Australia's women's team narrowly missed a 2012 Olympic berth, finishing third at the Asian qualifying tournament in September behind Japan and North Korea, who claimed the two Games spots.
But Matildas players and Olympic and football officials were not happy that North Korea was allowed to qualify after it was banned by FIFA from competing in the 2015 Women's World Cup following a doping scandal at the 2011 World Cup in Germany in June-July.
Five players tested positive to steroids and received bans of up to 18 months, while the team's doctor was banned for six years.
Football Federation Australia and the Australian Olympic Committee last month wrote to FIFA, the International Olympic Committee and the World Anti-Doping Authority, claiming North Korea should also be banned from the Olympics, paving the way for the Matildas to take its place.

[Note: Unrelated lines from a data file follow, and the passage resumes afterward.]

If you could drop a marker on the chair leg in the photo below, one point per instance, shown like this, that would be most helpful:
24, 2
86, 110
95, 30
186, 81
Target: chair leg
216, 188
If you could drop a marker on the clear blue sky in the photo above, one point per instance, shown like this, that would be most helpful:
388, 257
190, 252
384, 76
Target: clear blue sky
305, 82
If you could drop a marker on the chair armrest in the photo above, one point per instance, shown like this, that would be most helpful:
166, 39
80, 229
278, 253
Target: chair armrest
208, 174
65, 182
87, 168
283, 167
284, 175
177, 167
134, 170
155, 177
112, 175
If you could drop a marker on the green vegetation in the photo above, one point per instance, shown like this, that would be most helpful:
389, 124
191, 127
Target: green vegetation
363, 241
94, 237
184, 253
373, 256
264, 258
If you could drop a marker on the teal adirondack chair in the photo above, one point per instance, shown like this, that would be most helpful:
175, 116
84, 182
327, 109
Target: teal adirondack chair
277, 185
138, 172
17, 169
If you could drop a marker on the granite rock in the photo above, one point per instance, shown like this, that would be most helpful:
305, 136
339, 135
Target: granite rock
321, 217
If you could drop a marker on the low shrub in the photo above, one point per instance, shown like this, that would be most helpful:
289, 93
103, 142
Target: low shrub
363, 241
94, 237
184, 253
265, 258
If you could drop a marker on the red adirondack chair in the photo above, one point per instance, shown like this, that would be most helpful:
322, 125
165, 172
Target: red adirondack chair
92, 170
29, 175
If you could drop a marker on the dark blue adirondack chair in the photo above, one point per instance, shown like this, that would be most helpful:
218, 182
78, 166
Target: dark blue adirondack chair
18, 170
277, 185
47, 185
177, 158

But neither has been able to make any headway and FIFA and WADA have said the ruling will not be overturned or challenged.

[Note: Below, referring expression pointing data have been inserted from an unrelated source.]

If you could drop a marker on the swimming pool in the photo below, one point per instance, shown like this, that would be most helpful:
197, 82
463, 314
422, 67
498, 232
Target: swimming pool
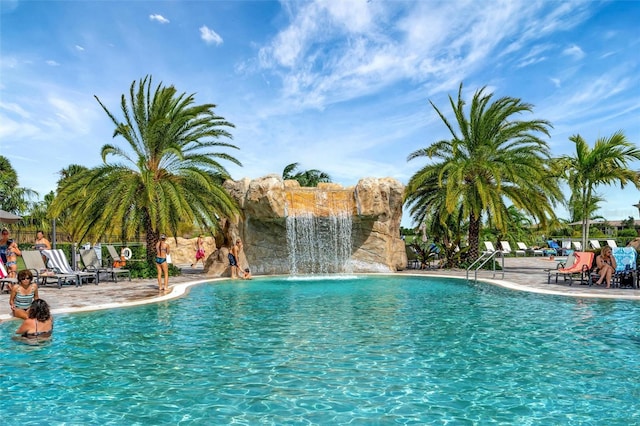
377, 349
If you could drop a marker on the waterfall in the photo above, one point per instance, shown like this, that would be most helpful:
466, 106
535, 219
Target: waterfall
319, 243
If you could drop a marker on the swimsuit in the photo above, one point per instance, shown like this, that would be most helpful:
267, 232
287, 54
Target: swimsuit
38, 333
24, 301
199, 253
161, 249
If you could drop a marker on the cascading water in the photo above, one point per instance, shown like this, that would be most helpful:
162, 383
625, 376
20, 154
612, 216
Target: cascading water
319, 244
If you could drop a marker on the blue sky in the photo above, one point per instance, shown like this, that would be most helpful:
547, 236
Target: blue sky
341, 86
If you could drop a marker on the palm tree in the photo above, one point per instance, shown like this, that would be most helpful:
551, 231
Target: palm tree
490, 158
165, 174
605, 164
310, 178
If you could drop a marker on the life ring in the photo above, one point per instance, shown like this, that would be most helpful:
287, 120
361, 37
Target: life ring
126, 253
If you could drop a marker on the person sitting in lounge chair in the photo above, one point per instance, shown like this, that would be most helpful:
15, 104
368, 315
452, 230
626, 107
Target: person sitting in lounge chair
606, 264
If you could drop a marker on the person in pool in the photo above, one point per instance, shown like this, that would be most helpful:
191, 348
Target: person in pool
162, 250
23, 294
39, 322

FIFA stood firm on its decision, saying rules meant the sanctions would be served "only in the competition in which the infringement occurred".

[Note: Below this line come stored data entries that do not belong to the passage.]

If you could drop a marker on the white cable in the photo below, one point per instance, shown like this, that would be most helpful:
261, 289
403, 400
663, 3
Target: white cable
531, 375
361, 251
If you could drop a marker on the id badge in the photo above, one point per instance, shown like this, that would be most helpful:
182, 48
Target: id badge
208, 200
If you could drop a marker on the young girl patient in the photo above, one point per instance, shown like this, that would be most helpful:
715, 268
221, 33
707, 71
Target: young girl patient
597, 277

WADA has the power to appeal FIFA's decision but it has declined to do so despite the calls from Australian officials.
National teams chief John Boultbee said FFA would "keep looking for avenues but it's hard to see any."
Matildas players were left particularly frustrated by the fact no drug tests were taken at the Olympic qualifying tournament in China, in which they suffered a key 1-0 loss to North Korea in their opening game.